Training a million models at the same time

I have written my own code for doing Monte-Carlo simulations with SGD and a one-parameter model, for research. Specifically, I would draw 10^6 data sets (x,y) from a known distribution with x,y 1-dimensional and train 10^6 instances of this model on the corresponding data sets by directly doing SGD on the a 10^6-element vector of parameters.

Can I do this in flux somehow too?

What I DON’T want is training each model separately. That would take me approximately 86 hours for a process that right now takes 10-30 seconds.

I also wanted to try training one model with a million parameters by using a custom loss function and treating the 10^6 as a dimension in the data.

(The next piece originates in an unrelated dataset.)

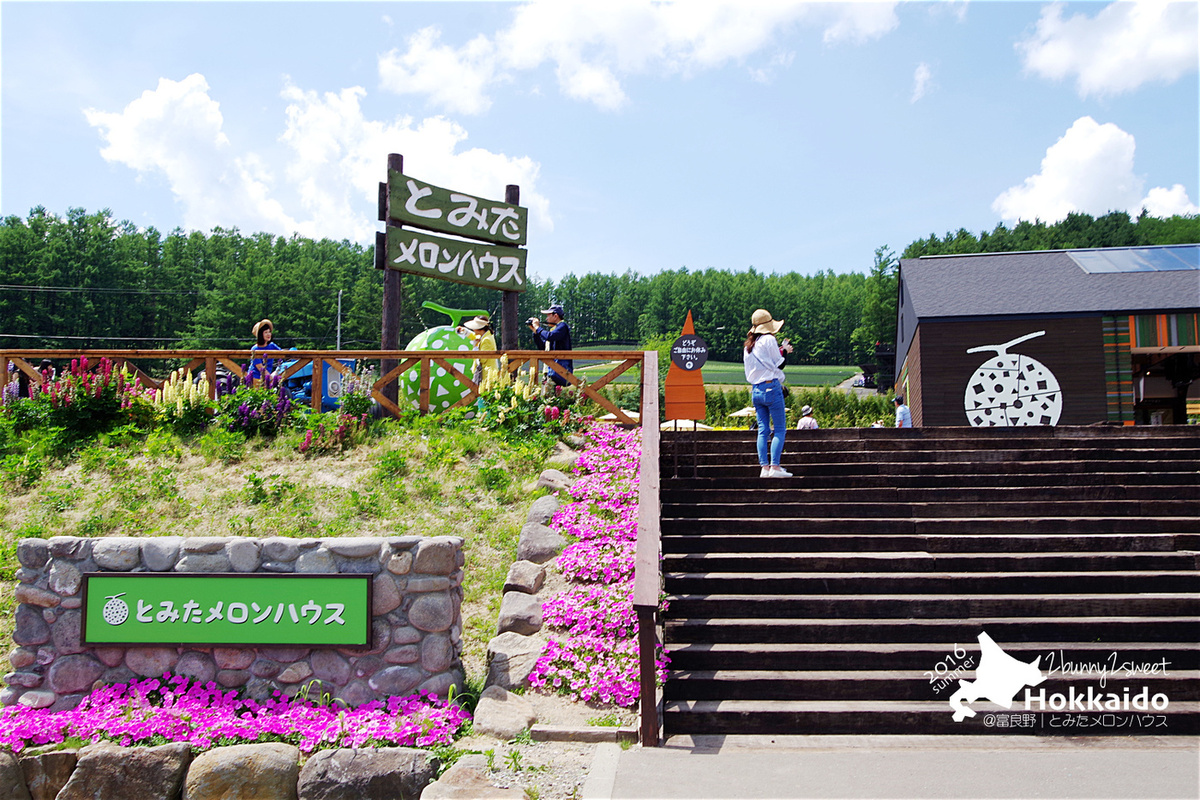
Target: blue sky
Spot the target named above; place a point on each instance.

This doesn’t work either. It just tells me it runs out of memory if I only try to create the model with Dense(10^6 => 10^6, bias = false). The same happens for 10^5, but I takes maybe a minute before it tells me that. Maybe you could use 10^4-chunks, but that would still be much less efficient than my own code where I don’t have any issues with memory like this.

Any ideas whether there is a clever way of doing this already or do I need to still use my own code in the end?

A dense layer connects each of the 10^6 inputs to each of the 10^6 outputs, which requires 10^12 weights, so it’s no surprise that you run out of memory. Presumably your own code is doing something different from a dense layer.

2 Likes

Ah! Yes, of course. Sorry for the confusion. I need to force the weight matrix to be diagonal somehow - or I suppose I can probably just not use a Dense Layer and do it directly.

I’m not really sure I understand the training objective (sounds like a good candidate for using libraries from one of Julia’s PPL ecosystems), but if what you need is literally Dense with a diagonal weight matrix, we have Flux.Scale.

1 Like

Perfect! That’s exactly what I need (because you can consider them 10^6 independent models).